I need help with a project I am working on. I created a new data from the Iris data which is similar to what I am working on.,
For each patient ID, I want to calculate the change that has occurred. For example, for Sepal Length Change(ie L.Change), I have the value to be (5.0-4.9-4.0-5.1=-9). I will then put this value (-9) on the last row for that patient ID number (thus 1 in this case) and then do same for the rest of the patients.

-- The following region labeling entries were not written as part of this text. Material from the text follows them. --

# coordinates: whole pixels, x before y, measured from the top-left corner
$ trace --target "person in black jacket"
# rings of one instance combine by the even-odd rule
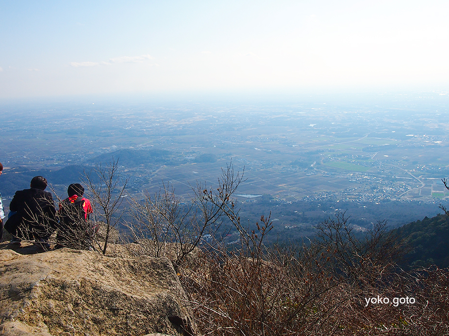
[[[16,213],[5,224],[5,229],[15,237],[12,243],[34,239],[35,245],[50,249],[49,238],[56,228],[56,209],[51,194],[44,191],[47,186],[44,177],[36,176],[30,189],[16,192],[9,205]]]

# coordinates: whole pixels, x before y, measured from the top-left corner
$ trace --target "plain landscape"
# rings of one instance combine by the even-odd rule
[[[118,160],[127,197],[165,184],[188,202],[192,186],[216,185],[232,164],[244,172],[234,194],[241,215],[253,222],[271,211],[273,239],[312,234],[345,211],[360,231],[384,220],[398,226],[441,213],[449,195],[441,180],[449,176],[448,98],[431,92],[282,103],[4,104],[0,188],[7,207],[42,175],[63,198],[84,172]]]

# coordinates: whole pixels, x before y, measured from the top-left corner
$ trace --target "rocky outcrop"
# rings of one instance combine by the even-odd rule
[[[166,258],[66,248],[23,255],[1,248],[0,335],[193,332],[185,294]]]

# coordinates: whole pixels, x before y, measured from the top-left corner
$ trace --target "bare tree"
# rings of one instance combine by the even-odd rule
[[[118,159],[113,158],[112,162],[106,165],[100,163],[90,172],[85,171],[82,178],[90,192],[94,215],[98,216],[97,220],[102,222],[106,226],[104,244],[100,246],[103,255],[106,254],[111,229],[117,226],[123,215],[123,211],[119,210],[128,179],[122,180],[118,170]],[[98,183],[95,182],[95,176],[99,179]]]
[[[226,209],[233,206],[229,204],[231,197],[243,176],[243,173],[234,174],[231,163],[222,169],[217,188],[199,182],[193,186],[188,204],[182,204],[174,191],[164,185],[154,196],[147,192],[143,201],[132,200],[134,221],[128,226],[134,239],[145,239],[143,243],[152,255],[167,255],[171,251],[177,267],[201,243],[205,235],[215,236]],[[170,243],[168,246],[167,243]]]

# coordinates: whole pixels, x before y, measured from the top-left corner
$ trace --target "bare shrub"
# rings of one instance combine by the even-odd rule
[[[96,240],[103,255],[106,254],[111,230],[118,226],[124,212],[120,208],[123,202],[128,180],[121,180],[118,169],[118,160],[113,159],[112,161],[106,165],[100,163],[90,172],[85,172],[84,176],[82,178],[92,197],[93,220],[104,223],[105,227],[104,240]],[[97,178],[99,182],[96,183]]]
[[[240,244],[219,245],[181,272],[204,335],[448,335],[449,272],[399,270],[403,242],[384,222],[357,239],[340,214],[310,244],[266,246],[269,217],[249,231],[227,211]],[[365,303],[378,295],[414,303]]]
[[[215,237],[225,214],[227,203],[243,178],[234,175],[232,163],[218,179],[218,187],[197,182],[192,187],[190,203],[183,204],[174,191],[164,185],[143,200],[132,199],[133,221],[126,224],[133,239],[148,254],[168,256],[178,268],[187,256],[204,242],[204,236]]]

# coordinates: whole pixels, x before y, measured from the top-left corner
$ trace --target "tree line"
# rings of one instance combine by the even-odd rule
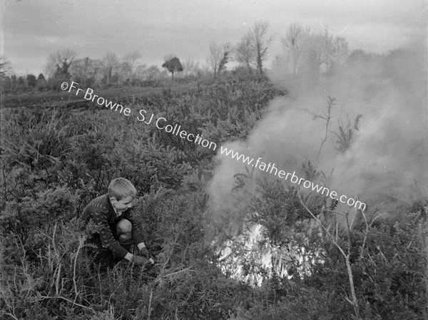
[[[72,79],[82,86],[147,86],[164,81],[168,73],[171,78],[220,78],[226,72],[230,62],[235,62],[228,72],[235,74],[262,76],[268,50],[275,37],[269,33],[269,23],[257,21],[235,45],[219,45],[212,40],[208,45],[205,61],[200,63],[191,58],[180,61],[171,54],[164,58],[160,67],[141,62],[142,55],[131,51],[123,57],[107,53],[101,59],[79,58],[78,54],[66,49],[51,53],[44,67],[44,74],[28,74],[16,77],[10,63],[2,57],[0,77],[5,92],[16,92],[35,88],[44,91],[60,90],[63,81]],[[317,32],[298,23],[290,24],[280,39],[282,52],[273,59],[272,68],[285,74],[303,75],[332,73],[340,64],[349,59],[347,41],[334,36],[327,29]],[[211,78],[212,77],[212,78]],[[175,77],[176,78],[176,77]]]

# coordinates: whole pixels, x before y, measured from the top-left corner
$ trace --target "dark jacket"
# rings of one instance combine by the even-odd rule
[[[92,201],[83,210],[82,219],[88,222],[92,220],[93,222],[99,226],[99,236],[103,247],[111,250],[118,259],[123,259],[128,251],[122,247],[112,233],[112,229],[116,228],[115,224],[121,219],[126,219],[132,224],[132,239],[134,244],[138,244],[143,242],[141,229],[132,216],[131,209],[128,209],[118,217],[108,195],[101,195]]]

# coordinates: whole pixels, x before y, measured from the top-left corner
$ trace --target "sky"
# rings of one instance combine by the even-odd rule
[[[174,54],[205,63],[211,41],[236,44],[256,21],[268,21],[274,41],[265,66],[281,53],[293,22],[327,28],[350,50],[377,53],[427,41],[424,0],[1,0],[0,54],[17,75],[44,70],[50,53],[118,57],[138,51],[141,63],[160,66]],[[425,45],[426,46],[426,45]],[[426,47],[426,46],[425,46]]]

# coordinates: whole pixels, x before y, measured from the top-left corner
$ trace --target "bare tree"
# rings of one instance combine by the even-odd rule
[[[46,73],[56,78],[70,78],[68,68],[76,57],[76,53],[70,49],[66,49],[51,53],[48,56],[46,66]]]
[[[171,73],[172,81],[174,81],[174,73],[176,72],[183,71],[183,66],[180,59],[175,56],[166,57],[165,63],[162,65],[162,68],[166,68]]]
[[[118,57],[116,54],[108,53],[103,58],[103,69],[106,83],[108,85],[111,81],[113,71],[116,71],[119,65]]]
[[[4,56],[0,56],[0,79],[6,76],[8,73],[13,71],[11,63]]]
[[[258,21],[254,24],[251,31],[251,38],[255,50],[257,71],[259,75],[263,74],[263,60],[268,53],[268,49],[273,40],[272,36],[268,36],[269,23]]]
[[[217,76],[217,68],[222,58],[221,47],[217,45],[215,40],[210,43],[209,56],[207,58],[207,62],[213,71],[214,77]]]
[[[194,61],[190,58],[188,58],[181,64],[183,66],[183,76],[196,75],[200,71],[199,68],[199,61]]]
[[[255,49],[250,32],[244,36],[234,50],[235,59],[245,65],[250,73],[253,73],[252,66],[255,63]]]
[[[281,43],[286,51],[287,62],[291,61],[292,73],[295,75],[297,73],[297,68],[301,63],[305,35],[308,31],[308,28],[305,30],[299,24],[294,23],[288,27],[285,38],[281,38]]]

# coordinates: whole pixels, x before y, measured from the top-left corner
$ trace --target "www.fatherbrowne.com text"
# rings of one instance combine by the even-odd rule
[[[325,187],[318,185],[317,184],[315,185],[314,182],[307,180],[302,177],[299,178],[299,177],[295,175],[295,171],[293,171],[292,173],[290,173],[282,170],[278,170],[278,168],[275,165],[275,163],[269,162],[266,164],[265,162],[262,162],[261,158],[258,158],[255,162],[255,159],[253,158],[250,158],[242,153],[237,153],[232,149],[228,149],[223,145],[220,146],[220,153],[222,155],[225,155],[227,157],[230,157],[232,159],[235,159],[237,161],[241,160],[243,163],[248,165],[251,165],[252,167],[261,171],[269,172],[281,179],[289,180],[292,183],[302,185],[303,187],[305,187],[306,189],[310,189],[312,191],[316,191],[317,192],[321,193],[321,195],[325,195],[326,197],[330,196],[331,199],[338,199],[340,202],[346,203],[350,207],[354,207],[361,210],[365,210],[366,208],[365,203],[362,202],[361,201],[356,200],[352,197],[347,197],[345,195],[338,197],[337,192],[335,191],[330,191]]]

I was hoping the code below could work then I will think of how to turn it into a function, but I am getting the error below.
I am wondering if anyone can help me with a function to solve this.I have over 900 unique ID numbers(observations) and more than 30 variables.
ID Sepal.Length L.Change Sepal.Width W.Change
1 5.1 NA 3.5 NA
1 4.0 NA 4.0 NA
1 4.9 NA 5.0 NA
1 5.0 NA 9.0 NA
2 6.5 NA 7.0 NA
2 7.0 NA 6.0 NA
2 3.9 NA 8.5 NA
2 7.0 NA 7.5 NA
3 4.7 NA 3.5 NA
3 7.0 NA 2.6 NA
The problem with the line of code you posted is that L.Change does not exist outside of irisn. You have to refer to it as irisn$L.Change. Also, == compares two objects for equality, it does not assign a value to the left hand side.
I do not think that is a workable approach to get your values, though maybe someone else can see a way to do it along those lines. I suggest staying away from placing summary calculations in a special column at the end of a group of rows. That is common in spreadsheets but it does not match well with the way R works. I took the liberty of removing the two "Change" columns and summarizing the data into a new data frame using typical R functions for grouping rows and summarizing results. Does the code below help you at all? I realize I do not know what you need to do next, so this could be useless to you.
Thanks for your quick response to my question. I guess my calculation earlier on deviated from what I needed in the actual data. So what I intend to do in the actual data is to sum up the difference at each time points which in this case will be the sum of (4.0-5.1)+(4.9-4.0)+(5.0-4.9) = (-1.1)+(0.9)+(0.1)=-0.1
So with the last row, since I did not want to create a new row, what I do is to take the difference/ change that has occurred at that time and add it to the sum of the previous change values. If a new row will help us to do this, then that will be fine.
Because the focus of this analysis is on the sum of these changes for each ID, I would like to create a new column called the change(#just beside each variable). Or create this change value in excel before importing into R ( as I have done)
I will take only the ID and the new values(thus the sum of the change) for the analysis.
If you only need the new values and the IDs for the analysis, I would calculate them like this. The idea is to shift the values of each ID/Feature combination by one row in a new column and calculate the sum of the differences between the original data and the shifted data. Note that the data set I used only has the first two values of ID = 3.
I am trying to model a longitudinal data over time. Some of the variables are continues and others are categorical. Can you give me a guide on how to write the code.
Please start a new thread since this is a different question. Also, I do not have experience modeling longitudinal data but I am sure other people on the forum can help you. If you prepare a Reproducible Example it will be much easier for others to help you.
I was using the first code you helped me with on a larger data set of about 3000 rows and more than 100 columns and I had this result. I have NA’s at each column too but I am not sure if that’s the reason I am getting this.